Modern shepherds in the world
Few citizens of 21st-century megacities know much about caring for sheep. When they look for work, they don't scan the help-wanted ads for jobs herding sheep.
Aug 26, 2015
By David Gibsson
Few citizens of 21st-century megacities know much about caring for sheep. When they look for work, they don't scan the help-wanted ads for jobs herding sheep.
What do sheepherders actually do? Do they work during the day or at night, or both? Are they penalized if a sheep is lost or killed? What challenges does sheepherding entail?
It can seem as though Christianity makes an assumption when it comes to shepherds, namely that we and our contemporaries know something about the needs of sheep. Shepherds, after all, are mentioned somewhat frequently in the church's worship.
Are we expected to relate in rewarding ways to the lives and work of shepherds? In the end, one can assume, there must be something shepherds do that merits reflection and contemplation.
Allow me, then, to reintroduce a few of the shepherds best known among Christians, with the goal of asking whether we ever do what they do.
The shepherds who stunningly reappear annually in the church's liturgy at Christmas, surrounded by angels announcing the birth of Jesus, were "living in the fields," according to Luke's Gospel. If that sounds a little uncomfortable, the Gospel adds that they were "keeping the night watch over their flock" (2:8).
Their night watch rings a bell for me. Did you ever keep a night watch with a newborn infant who seemed to need you at every moment? If so, you know what real fatigue, commitment and love feel like.
The same is true of filling in at night for a friend who is the primary caregiver for a sick, aged parent, but who right now needs not so much to be "cared about" as to be "cared for." She has gone far too long without any respite.
Shepherding also comes into view in the Christian community whenever the parable of the lost sheep is proclaimed (Lk 15:1-8). The well-known figure central to this parable has 100 sheep but loses one. What does he do? He searches for the lost sheep until he finds it.
Upon finding the lost sheep, he hoists it onto "his shoulders with great joy." Then he invites friends and neighbors to celebrate with him.
The image of a shepherd bearing a sheep on his shoulders became popular in the church's early centuries. It was depicted frequently in the Roman catacombs, the underground burial places for early Christians.
For today's Christians, this is the image of someone who is happily ready to bear others' burdens, to serve without being served and to invest his or her finest strengths in supporting and caring for them.
The most compelling image of a shepherd in the Gospels may be the one found in Chapter 10 of the Gospel of John. He is called the Good Shepherd, and he clearly is a life-giver.
The Good Shepherd wants his "sheep" to "have life and have it more abundantly." He says, "I will lay down my life for the sheep" (10:10-11; 15).
Christians relate rather naturally to a shepherd who gives life to others. Moreover, I think there is a sense among Christians that it is not only possible for them to share life with others but that they ought to try to do this.
The question is: How is life given or shared?
A good shepherd shares life by sacrificing for others.

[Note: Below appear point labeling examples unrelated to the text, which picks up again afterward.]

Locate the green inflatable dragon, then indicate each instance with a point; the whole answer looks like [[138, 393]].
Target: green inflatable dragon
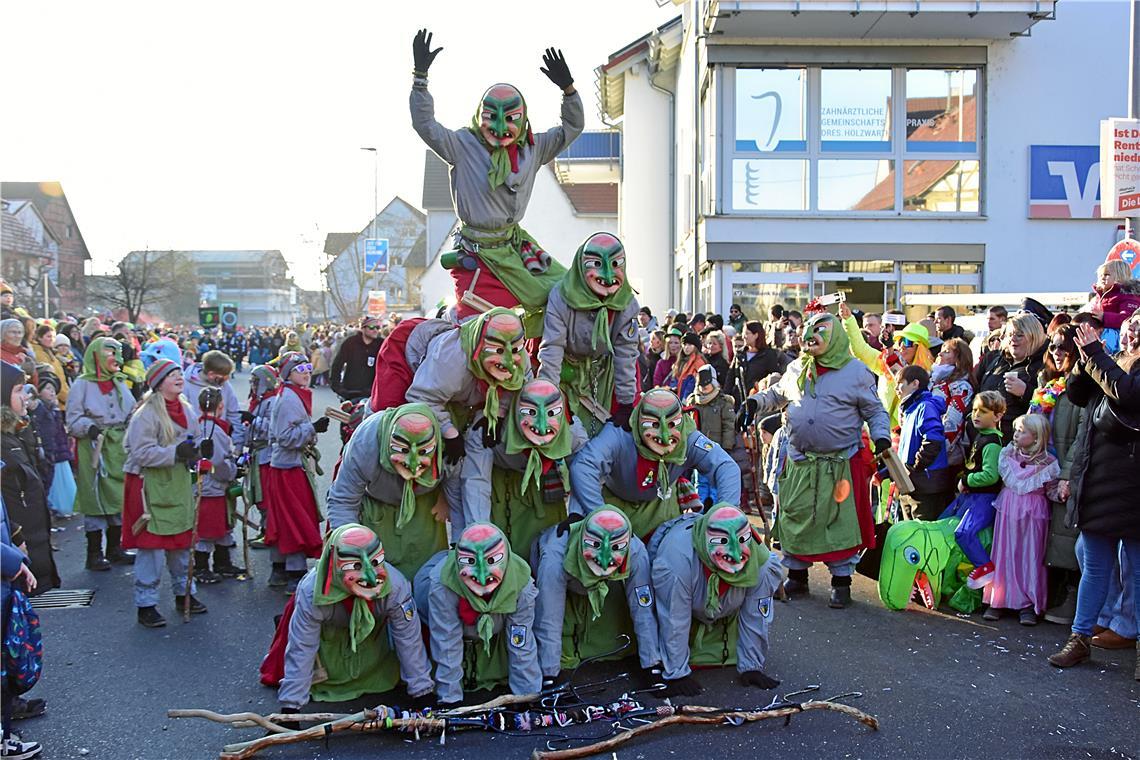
[[923, 555]]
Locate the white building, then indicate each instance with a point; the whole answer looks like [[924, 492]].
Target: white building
[[881, 147]]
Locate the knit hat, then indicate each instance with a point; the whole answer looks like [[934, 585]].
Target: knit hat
[[159, 372]]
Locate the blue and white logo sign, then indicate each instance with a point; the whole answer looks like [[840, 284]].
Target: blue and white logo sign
[[1064, 181]]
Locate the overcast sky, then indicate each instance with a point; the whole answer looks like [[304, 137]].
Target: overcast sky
[[239, 124]]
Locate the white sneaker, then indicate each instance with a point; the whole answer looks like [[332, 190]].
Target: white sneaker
[[17, 750]]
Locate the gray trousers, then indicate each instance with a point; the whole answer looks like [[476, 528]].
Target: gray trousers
[[99, 522], [148, 574]]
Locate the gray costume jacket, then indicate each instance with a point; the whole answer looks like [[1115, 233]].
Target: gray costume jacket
[[830, 419], [478, 464], [474, 202], [88, 406], [290, 430], [554, 582], [304, 637], [680, 586], [610, 459], [360, 473], [448, 631], [567, 332]]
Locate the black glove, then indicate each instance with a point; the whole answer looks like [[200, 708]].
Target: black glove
[[490, 439], [454, 449], [292, 725], [422, 52], [684, 686], [564, 525], [758, 678], [620, 416], [186, 451], [556, 70]]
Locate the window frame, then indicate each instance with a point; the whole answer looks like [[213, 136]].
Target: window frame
[[898, 154]]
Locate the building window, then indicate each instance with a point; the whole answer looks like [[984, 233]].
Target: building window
[[876, 141]]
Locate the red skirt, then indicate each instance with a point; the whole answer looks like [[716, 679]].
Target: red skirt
[[213, 517], [292, 520], [132, 509]]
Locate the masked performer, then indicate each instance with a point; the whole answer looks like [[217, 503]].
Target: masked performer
[[480, 603], [824, 489], [334, 640], [589, 335], [391, 480], [638, 471], [521, 483], [585, 572], [159, 492], [98, 406], [494, 164], [293, 520], [715, 570]]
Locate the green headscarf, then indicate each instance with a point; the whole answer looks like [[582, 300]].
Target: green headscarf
[[349, 541], [471, 341], [835, 357], [505, 598], [501, 156], [678, 454], [95, 368], [431, 476], [556, 450], [749, 573], [575, 563], [576, 291]]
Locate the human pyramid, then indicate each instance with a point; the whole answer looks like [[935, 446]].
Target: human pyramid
[[569, 490]]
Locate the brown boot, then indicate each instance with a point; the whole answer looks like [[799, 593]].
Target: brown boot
[[1074, 652]]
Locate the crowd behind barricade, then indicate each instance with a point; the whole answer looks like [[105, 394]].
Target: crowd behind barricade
[[1016, 447]]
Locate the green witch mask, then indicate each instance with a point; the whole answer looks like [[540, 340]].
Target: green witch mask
[[539, 411], [605, 541], [482, 555], [603, 262], [659, 421]]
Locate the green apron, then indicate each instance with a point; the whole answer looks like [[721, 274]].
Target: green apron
[[409, 547], [100, 493], [644, 516], [372, 669], [521, 515], [584, 638], [808, 520], [169, 493], [592, 378], [714, 644]]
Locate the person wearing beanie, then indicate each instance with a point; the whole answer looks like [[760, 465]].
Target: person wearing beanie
[[293, 516], [98, 407], [22, 483], [589, 335], [159, 500]]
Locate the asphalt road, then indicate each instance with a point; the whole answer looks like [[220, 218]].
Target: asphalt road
[[942, 685]]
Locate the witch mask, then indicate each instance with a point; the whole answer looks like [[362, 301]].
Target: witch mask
[[482, 554]]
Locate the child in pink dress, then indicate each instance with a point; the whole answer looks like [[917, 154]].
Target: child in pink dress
[[1022, 526]]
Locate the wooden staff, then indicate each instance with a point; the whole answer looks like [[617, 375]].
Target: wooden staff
[[691, 714]]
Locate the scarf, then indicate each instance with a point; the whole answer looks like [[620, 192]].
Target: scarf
[[431, 476], [330, 589], [503, 602], [596, 586], [675, 457], [471, 341], [746, 578], [579, 297]]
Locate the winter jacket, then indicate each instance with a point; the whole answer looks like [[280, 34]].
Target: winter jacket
[[1105, 470]]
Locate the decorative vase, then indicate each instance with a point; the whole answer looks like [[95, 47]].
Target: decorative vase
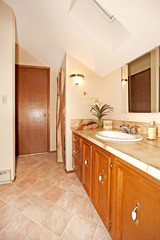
[[100, 123]]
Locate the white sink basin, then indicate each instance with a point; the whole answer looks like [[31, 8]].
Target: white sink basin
[[118, 136]]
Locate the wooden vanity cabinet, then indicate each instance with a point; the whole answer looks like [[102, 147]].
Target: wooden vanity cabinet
[[126, 198], [76, 155], [102, 167], [137, 205], [87, 166]]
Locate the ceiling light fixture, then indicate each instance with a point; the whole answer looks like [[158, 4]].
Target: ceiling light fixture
[[77, 78], [109, 15]]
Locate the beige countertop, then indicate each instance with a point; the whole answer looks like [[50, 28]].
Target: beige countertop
[[144, 154]]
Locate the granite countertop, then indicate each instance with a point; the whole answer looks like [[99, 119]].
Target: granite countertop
[[144, 154]]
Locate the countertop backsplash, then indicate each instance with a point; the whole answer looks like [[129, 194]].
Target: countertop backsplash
[[142, 126]]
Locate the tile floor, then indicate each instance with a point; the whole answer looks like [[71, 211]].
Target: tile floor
[[45, 203]]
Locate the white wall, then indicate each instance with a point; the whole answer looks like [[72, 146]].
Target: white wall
[[76, 107], [25, 58], [112, 94], [7, 88]]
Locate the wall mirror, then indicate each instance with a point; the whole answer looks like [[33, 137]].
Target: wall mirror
[[140, 83]]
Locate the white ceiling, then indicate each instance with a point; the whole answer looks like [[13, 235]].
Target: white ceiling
[[47, 29]]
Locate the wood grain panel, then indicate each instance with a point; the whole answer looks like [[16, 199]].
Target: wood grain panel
[[132, 188], [32, 87]]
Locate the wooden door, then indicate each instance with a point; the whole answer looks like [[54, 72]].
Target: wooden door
[[32, 103], [101, 184], [87, 167], [136, 193]]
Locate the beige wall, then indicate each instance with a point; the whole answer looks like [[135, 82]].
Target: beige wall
[[112, 94], [25, 58], [7, 88], [76, 106]]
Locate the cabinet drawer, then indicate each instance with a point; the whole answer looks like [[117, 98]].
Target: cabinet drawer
[[76, 140], [75, 151]]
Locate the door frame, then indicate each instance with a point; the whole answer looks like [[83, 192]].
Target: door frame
[[48, 97]]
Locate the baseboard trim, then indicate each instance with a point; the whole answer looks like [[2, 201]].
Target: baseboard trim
[[71, 171]]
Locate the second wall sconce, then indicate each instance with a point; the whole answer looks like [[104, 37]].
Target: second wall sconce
[[77, 78]]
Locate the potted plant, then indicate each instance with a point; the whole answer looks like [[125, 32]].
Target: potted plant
[[100, 111]]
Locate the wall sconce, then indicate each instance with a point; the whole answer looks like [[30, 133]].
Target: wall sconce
[[77, 78]]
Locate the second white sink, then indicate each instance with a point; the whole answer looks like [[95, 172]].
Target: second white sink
[[118, 136]]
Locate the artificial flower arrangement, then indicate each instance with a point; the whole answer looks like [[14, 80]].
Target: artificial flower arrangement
[[99, 110]]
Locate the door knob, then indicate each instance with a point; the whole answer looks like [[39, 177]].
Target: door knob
[[44, 114], [86, 161], [134, 213], [100, 177]]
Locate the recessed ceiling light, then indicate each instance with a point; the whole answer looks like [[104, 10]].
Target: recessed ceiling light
[[109, 15]]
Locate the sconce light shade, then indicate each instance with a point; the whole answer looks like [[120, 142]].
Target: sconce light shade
[[124, 80], [77, 78]]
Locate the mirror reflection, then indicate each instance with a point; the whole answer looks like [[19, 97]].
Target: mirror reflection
[[140, 83]]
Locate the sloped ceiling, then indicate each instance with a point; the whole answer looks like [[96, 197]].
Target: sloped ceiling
[[47, 29]]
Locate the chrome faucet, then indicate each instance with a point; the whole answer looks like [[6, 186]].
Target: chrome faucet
[[130, 130]]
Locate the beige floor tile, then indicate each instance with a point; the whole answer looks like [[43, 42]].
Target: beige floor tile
[[72, 176], [40, 233], [56, 219], [24, 201], [101, 233], [45, 194], [77, 188], [39, 188], [7, 214], [63, 182], [87, 210], [3, 187], [27, 181], [70, 201], [10, 193], [18, 229], [79, 229], [37, 209], [53, 194]]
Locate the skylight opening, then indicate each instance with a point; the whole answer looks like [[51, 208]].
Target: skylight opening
[[105, 11]]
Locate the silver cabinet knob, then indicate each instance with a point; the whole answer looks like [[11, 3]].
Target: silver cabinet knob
[[134, 213]]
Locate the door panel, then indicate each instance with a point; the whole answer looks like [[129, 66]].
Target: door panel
[[32, 85]]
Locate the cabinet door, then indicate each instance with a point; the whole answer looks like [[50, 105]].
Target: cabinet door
[[138, 206], [101, 184], [87, 167], [76, 155]]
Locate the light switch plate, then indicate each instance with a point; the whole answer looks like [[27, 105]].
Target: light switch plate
[[84, 95], [4, 99]]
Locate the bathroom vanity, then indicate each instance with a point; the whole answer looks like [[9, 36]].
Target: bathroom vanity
[[122, 181]]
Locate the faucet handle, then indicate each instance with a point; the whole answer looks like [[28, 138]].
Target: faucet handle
[[134, 129]]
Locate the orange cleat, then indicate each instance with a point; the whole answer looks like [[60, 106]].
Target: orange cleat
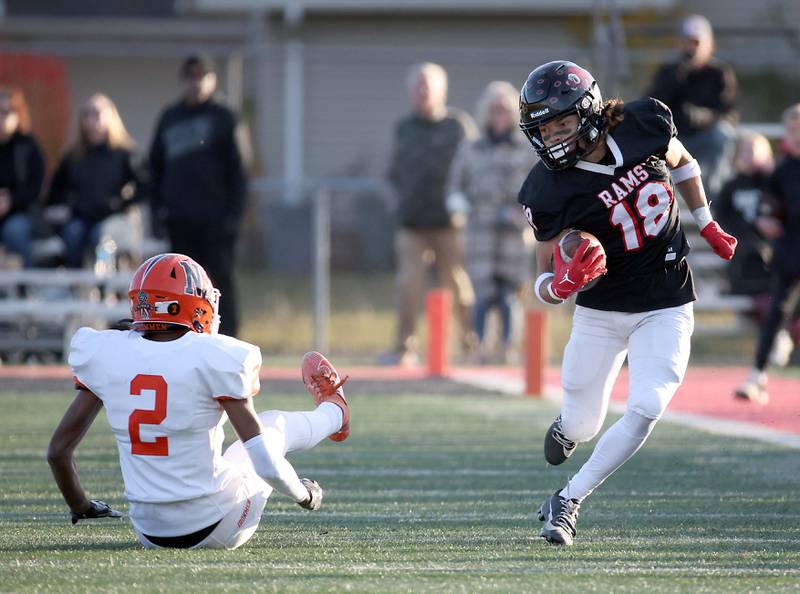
[[322, 381]]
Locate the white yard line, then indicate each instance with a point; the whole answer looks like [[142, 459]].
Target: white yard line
[[514, 386]]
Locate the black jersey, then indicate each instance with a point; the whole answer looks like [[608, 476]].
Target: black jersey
[[629, 205]]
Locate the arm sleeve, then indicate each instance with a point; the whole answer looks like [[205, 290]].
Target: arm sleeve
[[272, 466], [654, 121], [546, 224], [458, 180], [727, 97]]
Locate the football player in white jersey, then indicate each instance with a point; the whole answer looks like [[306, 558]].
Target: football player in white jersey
[[167, 386]]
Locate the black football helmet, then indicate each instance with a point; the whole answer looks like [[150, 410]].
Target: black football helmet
[[555, 90]]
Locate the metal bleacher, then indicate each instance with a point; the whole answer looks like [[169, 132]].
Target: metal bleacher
[[40, 309]]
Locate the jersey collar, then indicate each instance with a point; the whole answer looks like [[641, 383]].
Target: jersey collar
[[598, 167]]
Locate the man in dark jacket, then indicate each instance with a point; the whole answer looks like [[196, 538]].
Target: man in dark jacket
[[198, 181], [21, 174], [701, 92], [425, 144]]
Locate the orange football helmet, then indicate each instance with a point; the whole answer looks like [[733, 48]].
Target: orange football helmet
[[173, 290]]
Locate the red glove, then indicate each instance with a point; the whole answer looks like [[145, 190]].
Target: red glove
[[588, 263], [723, 244]]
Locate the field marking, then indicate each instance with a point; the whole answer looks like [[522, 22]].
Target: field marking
[[715, 425]]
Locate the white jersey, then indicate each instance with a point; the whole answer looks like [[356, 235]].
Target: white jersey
[[162, 402]]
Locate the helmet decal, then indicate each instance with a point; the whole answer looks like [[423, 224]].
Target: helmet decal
[[194, 284], [555, 90], [142, 306]]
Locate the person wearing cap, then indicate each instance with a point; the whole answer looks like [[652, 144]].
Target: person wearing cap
[[701, 92], [198, 180]]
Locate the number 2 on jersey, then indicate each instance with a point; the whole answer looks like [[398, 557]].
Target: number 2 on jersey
[[159, 447], [652, 203]]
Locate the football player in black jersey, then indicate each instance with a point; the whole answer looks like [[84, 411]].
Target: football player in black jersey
[[610, 168]]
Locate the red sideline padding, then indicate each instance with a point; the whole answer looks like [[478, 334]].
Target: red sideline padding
[[439, 304], [535, 351]]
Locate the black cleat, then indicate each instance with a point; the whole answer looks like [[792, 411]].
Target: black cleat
[[560, 517], [557, 448]]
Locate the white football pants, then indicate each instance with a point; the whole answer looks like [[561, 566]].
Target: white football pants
[[657, 344], [284, 432]]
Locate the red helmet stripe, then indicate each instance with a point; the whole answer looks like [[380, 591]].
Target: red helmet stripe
[[155, 260]]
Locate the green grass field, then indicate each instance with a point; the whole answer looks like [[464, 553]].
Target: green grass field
[[431, 492]]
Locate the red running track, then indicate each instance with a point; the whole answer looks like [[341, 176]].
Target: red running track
[[706, 390]]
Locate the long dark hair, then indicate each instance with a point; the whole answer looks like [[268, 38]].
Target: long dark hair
[[612, 113]]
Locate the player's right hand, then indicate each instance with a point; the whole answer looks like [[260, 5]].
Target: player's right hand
[[97, 509], [315, 493], [588, 263], [723, 244]]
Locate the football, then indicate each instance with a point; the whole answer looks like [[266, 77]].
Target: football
[[568, 245]]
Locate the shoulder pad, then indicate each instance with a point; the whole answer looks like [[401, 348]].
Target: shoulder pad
[[231, 366], [86, 346]]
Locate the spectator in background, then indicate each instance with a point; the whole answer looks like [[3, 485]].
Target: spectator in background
[[487, 175], [739, 204], [782, 225], [96, 177], [21, 174], [425, 143], [737, 208], [701, 92], [198, 181]]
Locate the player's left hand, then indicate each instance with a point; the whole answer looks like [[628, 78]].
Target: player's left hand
[[97, 509], [315, 494], [723, 244]]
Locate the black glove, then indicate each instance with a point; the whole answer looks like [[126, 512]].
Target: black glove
[[315, 494], [97, 509]]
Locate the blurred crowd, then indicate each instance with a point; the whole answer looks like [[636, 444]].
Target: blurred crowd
[[456, 179], [103, 197], [457, 182]]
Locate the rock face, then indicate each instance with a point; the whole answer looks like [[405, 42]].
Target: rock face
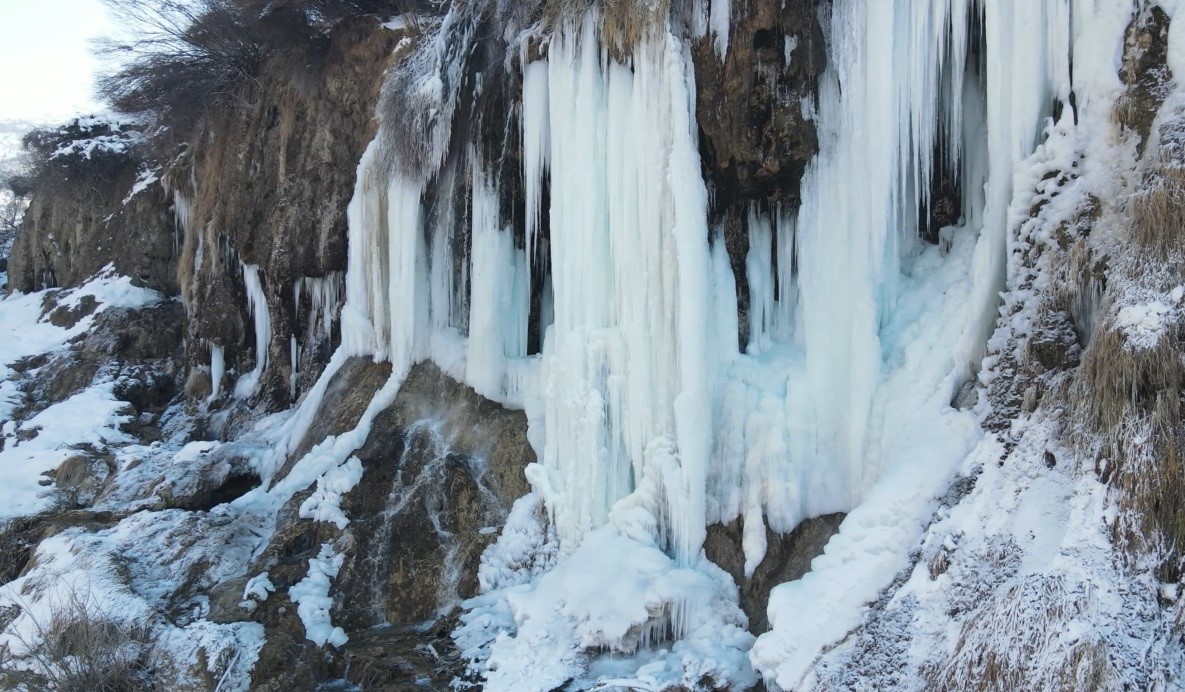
[[753, 109], [441, 468], [267, 185], [787, 558], [76, 229]]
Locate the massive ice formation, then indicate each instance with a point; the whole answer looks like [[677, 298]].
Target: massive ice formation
[[649, 422]]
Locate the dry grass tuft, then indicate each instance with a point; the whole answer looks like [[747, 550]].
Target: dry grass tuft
[[1129, 395], [1014, 641], [78, 648]]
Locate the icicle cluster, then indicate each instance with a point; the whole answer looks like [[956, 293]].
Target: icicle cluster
[[648, 421]]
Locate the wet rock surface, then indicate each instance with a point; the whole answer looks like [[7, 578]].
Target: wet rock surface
[[787, 558]]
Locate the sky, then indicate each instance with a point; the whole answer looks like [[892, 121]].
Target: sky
[[46, 69]]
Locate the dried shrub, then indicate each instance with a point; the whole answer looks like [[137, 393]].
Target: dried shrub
[[1129, 395], [79, 648], [1014, 641], [85, 153]]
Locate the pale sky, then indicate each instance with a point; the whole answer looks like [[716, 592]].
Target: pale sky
[[46, 69]]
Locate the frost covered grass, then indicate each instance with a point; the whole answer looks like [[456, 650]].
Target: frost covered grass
[[79, 648], [1133, 371]]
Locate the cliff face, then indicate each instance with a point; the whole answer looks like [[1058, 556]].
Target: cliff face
[[524, 345], [72, 229]]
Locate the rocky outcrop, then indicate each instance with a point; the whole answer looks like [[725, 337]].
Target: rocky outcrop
[[754, 109], [72, 229], [441, 468], [267, 185]]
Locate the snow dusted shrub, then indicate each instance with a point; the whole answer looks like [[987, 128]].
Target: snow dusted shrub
[[79, 648], [1033, 651], [1133, 375]]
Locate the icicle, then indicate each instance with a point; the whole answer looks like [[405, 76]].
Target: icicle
[[294, 359], [499, 307], [536, 146], [217, 370], [257, 305]]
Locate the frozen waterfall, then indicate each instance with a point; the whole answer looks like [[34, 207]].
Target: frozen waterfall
[[648, 421]]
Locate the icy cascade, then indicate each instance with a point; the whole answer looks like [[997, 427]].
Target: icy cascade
[[257, 303], [628, 365], [1026, 50], [648, 422]]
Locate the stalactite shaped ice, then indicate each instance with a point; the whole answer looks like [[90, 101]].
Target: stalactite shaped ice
[[628, 365], [324, 303], [648, 421], [500, 305], [217, 370], [257, 305]]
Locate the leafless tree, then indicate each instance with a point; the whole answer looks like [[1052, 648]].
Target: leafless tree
[[179, 57]]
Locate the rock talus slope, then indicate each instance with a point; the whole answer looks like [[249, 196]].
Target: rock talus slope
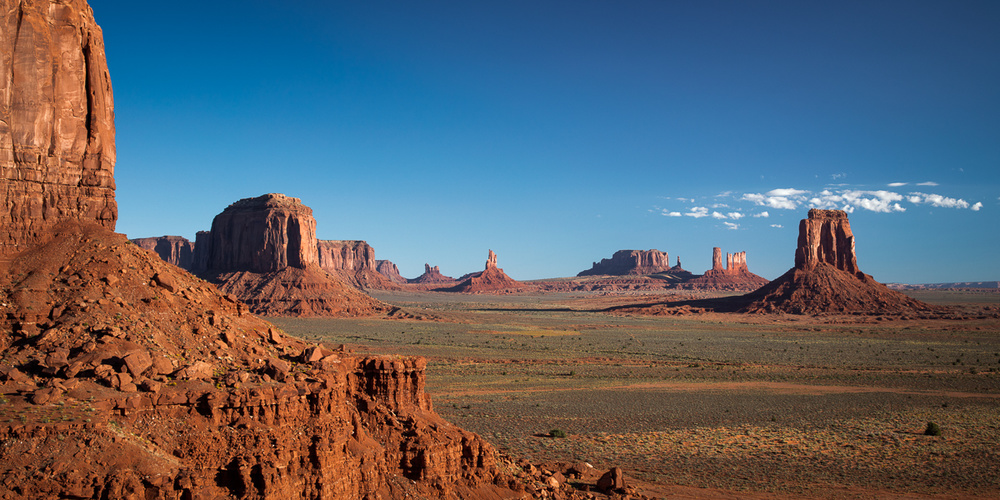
[[57, 133], [122, 376], [826, 278], [264, 251]]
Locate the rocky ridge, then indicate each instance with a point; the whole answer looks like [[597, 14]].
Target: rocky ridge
[[490, 280], [734, 276], [826, 278], [432, 276], [626, 262], [264, 251], [176, 250]]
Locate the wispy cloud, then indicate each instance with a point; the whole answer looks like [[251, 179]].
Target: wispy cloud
[[698, 212]]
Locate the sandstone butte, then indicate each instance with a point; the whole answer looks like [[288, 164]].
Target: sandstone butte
[[432, 276], [734, 276], [264, 251], [625, 262], [490, 280], [826, 278], [123, 376], [176, 250], [388, 269], [354, 262]]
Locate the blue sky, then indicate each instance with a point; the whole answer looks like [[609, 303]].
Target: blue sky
[[556, 133]]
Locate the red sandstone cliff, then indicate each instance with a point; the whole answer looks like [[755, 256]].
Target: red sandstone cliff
[[490, 280], [354, 262], [173, 249], [133, 378], [389, 270], [734, 276], [625, 262], [826, 278], [432, 276], [264, 251], [57, 132]]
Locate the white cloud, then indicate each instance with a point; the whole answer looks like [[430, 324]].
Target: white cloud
[[785, 192], [697, 212], [936, 200]]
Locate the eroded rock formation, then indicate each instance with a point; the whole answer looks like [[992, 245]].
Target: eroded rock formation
[[626, 262], [433, 276], [734, 276], [490, 280], [264, 251], [263, 234], [173, 249], [826, 237], [389, 270], [57, 132], [143, 381], [826, 278], [354, 262]]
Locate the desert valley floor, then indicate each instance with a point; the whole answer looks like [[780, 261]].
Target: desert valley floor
[[711, 405]]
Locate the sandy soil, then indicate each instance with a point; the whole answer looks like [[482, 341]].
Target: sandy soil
[[713, 405]]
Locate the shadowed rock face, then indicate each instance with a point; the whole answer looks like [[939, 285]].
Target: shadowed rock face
[[263, 234], [57, 133], [825, 236]]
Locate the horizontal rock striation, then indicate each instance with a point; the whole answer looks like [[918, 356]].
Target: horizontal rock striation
[[388, 269], [734, 276], [826, 278], [146, 382], [57, 132], [432, 276], [625, 262], [176, 250]]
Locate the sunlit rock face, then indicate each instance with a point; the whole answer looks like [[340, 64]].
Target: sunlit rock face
[[57, 132]]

It is a unique role, undoubtedly.
Still, it is not unusual for us to be called on to share life by sacrificing time or perhaps surrendering a goal that now seems barely significant in light of someone else's very important need. Families do this quite often.
Sacrificing for others is one way to share life. Doing what one can to give birth to hope in a suffering person and to give rise to a new appreciation for life is another way.
We may not know fully how life is shared by us with others, just as we do not know fully how God shares his life with us. Think, though, of a couple who fall in love.
Part of what makes this couple happy is their sense that life is shared between them through the trust they place in each other, through their unconditional love and through the depth of their mutual understanding.
Certainly, what people in love want for each other is "to have life and have it more abundantly." They are committed to each other's well-being.
The Good Shepherd who gives his life for others and the shepherd carrying a lamb on his shoulders generally are accepted in the Christian community as images of Christ. Furthermore, discussions of leadership in the church tend to focus strongly on these images of a shepherd.
There are leaders of many kinds in the church, however, and every Christian has the vocation to live as Christ, the shepherd, lived.
The gifts of the Good Shepherd are a treasure, but the treasure is not private. Aren't his gifts of life, care and support meant to be passed on by us to others?